Gestern ging bzw. lief es bzw. ich von Mammendorf ins heimatliche Baindlkirch, bisher aus läuferischer Sicht sozusagen Neuland für mich, da ich diese Strecke bisher immer nur mit dem Fahrrad gefahren war. Als Laufanfänger ist einem ja kaum bewusst, welche Distanzen man in der Lage ist, zu bewältigen. Strecken von 5 km können einem da schon richtig Angst machen. Doch irgendwann gehören die regelmäßigen 10 km Läufe zum Alltag, und vor 20 km Läufen schreckt man auch nicht mehr zurück.
Vor Monaten wäre es mir auch nicht wirklich in den Sinn gekommen, von Mammendorf nach Baindlkirch zu joggen, mitten auf der Landstraße, ca. 11 km; doch heute denke ich mir: warum nicht? Und siehe da, an einem Freitagabend zwischen halb 9 und halb 10 begegnen einem Läufer bisweilen genau ein Auto und ein Radfahrer. Unglaublich, aber wahr.
Meine Großmutter – Gott bzw. jenes höhere Wesen, das wir verehren, hab sie selig – meinte einst auf ihrem ersten und letzten Besuch in Europa bzw. in unserem Weißwurstvillage im Alter von etwa 70 Jahren: „very peaceful here in your place“, was noch recht euphemistisch formuliert war. Echte Städter würden die Dörfer zwischen Augsburg und München vor allem abends als tendenziell „tot“ bezeichnen. Ich finde es schön ruhig und erholsam.
Einfach mal querfeldein zu laufen und die Ruhe vor dem rosa schimmernden Sonnenuntergang zu genießen. Den nicht vorbeifahrenden Autos zuzuhören und den Tieren im Wald. Das duftende Holz der großen Schreinerei zu riechen und die Wärme des Waldes zu spüren. Je näher man ans heimische Dorf kommt, desto vertrauter wird alles; man grüßt sich, obzwar man sich nicht immer kennt, doch das gehört einfach dazu. In der Stadt passiert so etwas nur immer mit einem Verwirrten oder Betrunkenen.
Auf diesen Läufen quer durch die Prärie bekommt man ein völlig neues Gefühl für Distanzen, eine neue Beziehung zu den Ortschaften und den Verhältnissen zueinander. Immer wieder aufs neue tun sich unentdeckte Wege auf, die einen immer wieder überraschen. Ich vermisse nicht einmal meinen iPod, der neulich seinen Geist aufgegeben hat; früher hatten sie ja auch keine Stöpsel in den Ohren, liefen vielleicht intensiver, im Sinne von noch mehr „bei sich selbst“ und vielleicht bewusster bzw. sogar auch selbstbewusster.

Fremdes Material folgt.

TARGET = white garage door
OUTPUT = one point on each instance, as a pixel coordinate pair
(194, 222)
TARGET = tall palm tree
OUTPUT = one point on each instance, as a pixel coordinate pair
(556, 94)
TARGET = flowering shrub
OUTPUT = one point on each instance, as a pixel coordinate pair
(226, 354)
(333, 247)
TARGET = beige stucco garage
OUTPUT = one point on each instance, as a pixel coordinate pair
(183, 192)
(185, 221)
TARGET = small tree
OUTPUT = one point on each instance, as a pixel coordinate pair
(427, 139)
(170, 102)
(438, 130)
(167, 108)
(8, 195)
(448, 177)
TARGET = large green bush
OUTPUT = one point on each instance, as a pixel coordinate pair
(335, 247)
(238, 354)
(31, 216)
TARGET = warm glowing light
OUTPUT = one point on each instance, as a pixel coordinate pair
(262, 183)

Auf Läufen durch die Prärie bzw. Natur kann ich auch gerne auf Musik verzichten, doch in der Stadt sieht das dann vermutlich anders aus. Ewig die gleichen Runden zu drehen könnte einmal langweilig werden, bisher ging es noch ganz gut, hat etwas meditatives.
Normalerweise sollte ich heute irgendwo im Schwabenländle sein und einer Hochzeit beiwohnen; doch unverhofft kommt bekanntlich oft, und aus einer Trauung wurde eine Beerdigung hier im heimatlichen Dorf. Erst im Februar war der Ehemann verstorben, nun folgte die fleißige Frau, Mutter und Großmutter. Ich werde sie vermissen, wie sie tagaus tagein auf ihrem Bauernhof gearbeitet haben, freundliche Leute vom Land, wie ich sie immer gerne in Erinnerung behalten möchte.
Der morgige Lauf soll ihnen gewidmet sein, wieder mal über 21,1 km, ein spontaner Halbmarathon im Rahmen des Stadtlaufs in München. Dieser wird zwar nicht so schön ruhig verlaufen, aber immerhin auch ein wenig durch die Natur, den englischen Garten führen.